Review: Gemma Whelan shines as The Tower makes for a welcome feast after the fast food disappointment of ITV's recent crime dramas
I sometimes think ITV’s way of finding a hit new crime drama is similar to my technique for working out if spaghetti is cooked – fling a load of it at a wall and see what sticks.
We’ve had Angela Black, The Long Call, and Hollington Drive – none of which seem ripe for a second series – and this week, we had The Tower (ITV, Mon-Weds, 9pm), which began with a policeman and a young girl falling from a London tower block, and then went backwards and forwards in time from that point to find out what happened.
Leading the investigation was ‘Red Riding Hood’ DS Sarah Collins (Gemma Whelan), all buttoned-down collars and buttoned-up emotions.
Wearing a red mac, Collins is as straight as they come, working her way through the dark forbidding forest of the Met, trying to protect her purity from her wolfish colleagues.

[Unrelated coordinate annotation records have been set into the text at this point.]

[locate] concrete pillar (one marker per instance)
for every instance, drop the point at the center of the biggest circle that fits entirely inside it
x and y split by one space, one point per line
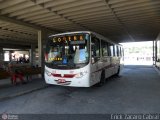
10 55
153 52
1 54
32 57
41 37
40 50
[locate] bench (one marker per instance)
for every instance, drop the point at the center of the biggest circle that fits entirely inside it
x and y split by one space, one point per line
4 74
29 72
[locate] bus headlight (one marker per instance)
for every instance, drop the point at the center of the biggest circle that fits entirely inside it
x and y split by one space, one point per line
48 73
81 74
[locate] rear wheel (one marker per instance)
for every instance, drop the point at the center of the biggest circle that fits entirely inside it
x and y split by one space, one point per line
102 80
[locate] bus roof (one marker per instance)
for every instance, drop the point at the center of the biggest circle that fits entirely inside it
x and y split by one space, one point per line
89 32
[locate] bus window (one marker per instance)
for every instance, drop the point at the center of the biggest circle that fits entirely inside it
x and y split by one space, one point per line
95 48
118 53
104 48
115 50
111 47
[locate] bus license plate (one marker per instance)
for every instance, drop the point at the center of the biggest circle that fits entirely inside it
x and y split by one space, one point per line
61 80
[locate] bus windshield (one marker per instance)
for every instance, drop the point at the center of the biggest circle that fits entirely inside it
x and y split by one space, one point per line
67 51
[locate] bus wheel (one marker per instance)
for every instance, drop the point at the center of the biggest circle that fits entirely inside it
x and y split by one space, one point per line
117 74
102 80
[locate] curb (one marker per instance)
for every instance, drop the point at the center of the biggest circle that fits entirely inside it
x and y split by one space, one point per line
23 93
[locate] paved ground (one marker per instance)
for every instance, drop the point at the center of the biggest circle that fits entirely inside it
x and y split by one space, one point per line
137 90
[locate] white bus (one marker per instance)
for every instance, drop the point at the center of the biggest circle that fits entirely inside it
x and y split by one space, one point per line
81 59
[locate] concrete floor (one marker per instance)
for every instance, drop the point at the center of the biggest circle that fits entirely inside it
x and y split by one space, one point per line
137 90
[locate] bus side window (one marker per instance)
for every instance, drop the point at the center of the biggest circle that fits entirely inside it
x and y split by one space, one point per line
111 47
104 48
95 46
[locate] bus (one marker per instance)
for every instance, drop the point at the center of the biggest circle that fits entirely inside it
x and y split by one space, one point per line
81 59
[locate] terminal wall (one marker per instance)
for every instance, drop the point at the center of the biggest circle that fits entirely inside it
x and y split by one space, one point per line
157 62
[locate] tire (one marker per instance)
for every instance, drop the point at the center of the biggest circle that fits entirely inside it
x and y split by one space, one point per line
102 80
117 74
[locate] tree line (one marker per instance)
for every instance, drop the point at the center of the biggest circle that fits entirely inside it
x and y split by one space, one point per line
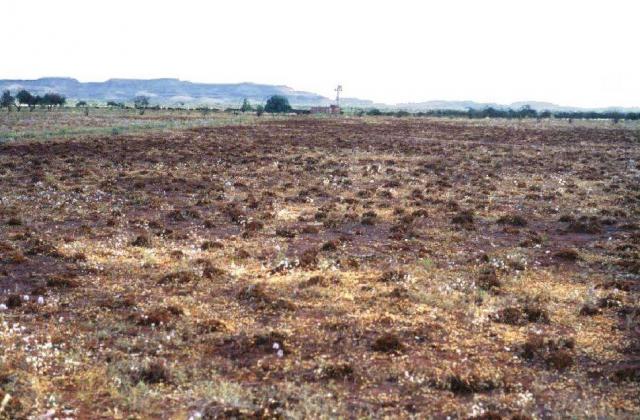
524 112
24 97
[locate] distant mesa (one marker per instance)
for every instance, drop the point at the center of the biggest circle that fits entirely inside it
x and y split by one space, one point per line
169 91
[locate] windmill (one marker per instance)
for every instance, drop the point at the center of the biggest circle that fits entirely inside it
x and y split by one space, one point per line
338 90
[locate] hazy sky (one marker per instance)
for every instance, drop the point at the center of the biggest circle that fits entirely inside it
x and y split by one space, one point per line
582 53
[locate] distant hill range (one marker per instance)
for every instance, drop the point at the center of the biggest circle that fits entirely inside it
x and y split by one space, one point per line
179 92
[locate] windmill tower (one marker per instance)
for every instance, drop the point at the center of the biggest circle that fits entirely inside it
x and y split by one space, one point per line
338 90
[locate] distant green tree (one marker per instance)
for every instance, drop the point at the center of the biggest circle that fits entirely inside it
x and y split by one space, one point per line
7 100
53 99
141 102
24 97
246 106
277 104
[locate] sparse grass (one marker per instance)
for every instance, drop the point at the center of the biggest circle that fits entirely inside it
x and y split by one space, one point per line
317 267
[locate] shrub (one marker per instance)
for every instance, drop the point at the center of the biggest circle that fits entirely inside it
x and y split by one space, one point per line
277 104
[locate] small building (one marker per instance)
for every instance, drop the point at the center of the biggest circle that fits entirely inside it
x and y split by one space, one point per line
331 109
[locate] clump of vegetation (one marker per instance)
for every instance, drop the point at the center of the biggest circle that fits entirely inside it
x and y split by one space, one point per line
387 343
277 104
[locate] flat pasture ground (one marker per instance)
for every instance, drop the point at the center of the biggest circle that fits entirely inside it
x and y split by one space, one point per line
318 268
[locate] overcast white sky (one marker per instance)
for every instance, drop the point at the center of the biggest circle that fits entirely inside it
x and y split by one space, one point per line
581 53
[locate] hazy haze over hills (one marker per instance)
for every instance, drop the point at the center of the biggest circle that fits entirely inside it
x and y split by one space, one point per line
169 91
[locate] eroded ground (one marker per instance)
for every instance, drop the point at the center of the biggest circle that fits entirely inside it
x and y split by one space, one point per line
319 268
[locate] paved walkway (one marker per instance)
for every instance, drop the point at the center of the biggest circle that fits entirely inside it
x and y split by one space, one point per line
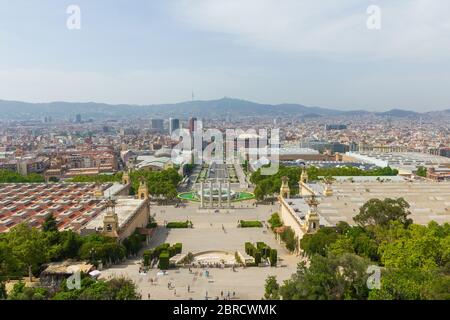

None more so than the lupine DI Shaw (Emmett J Scanlan), the wrongest wrong’un in the history of wrong’uns – you can tell because he sits in the dark drinking whiskey with his pinkie finger sticking out.
The Tower is about the clash between ideals and pragmatism, principles and compromise. Collins is all about what’s right and damn the consequences.
“What surprises me is how untouchable some people think they are,” she tells her more morally ambiguous colleague DS Steve Bradshaw (Jimmy Akingbola).
But she’s never sanctimonious – there are enough hints to show there are emotions beneath Collins’ Victorian demeanour.
Whelan is great, nothing is as clear-cut as you might initially think and there’s enough left unsaid to think a second series would be welcome. Buon appetito!
As someone who’s not good at anything, there is fun to be had in seeing the pros on Masterchef: The Professionals (BBC1, Mon, Weds, Fri) make a mess of things. Still eat it though.
Shark with Steve Backshall (Sky Showcase, Sun, 8pm) is fascinating, but there are rather too many shots of ever-enthusiastic Steve looking sun-kissed and rugged, and not enough of the sharks.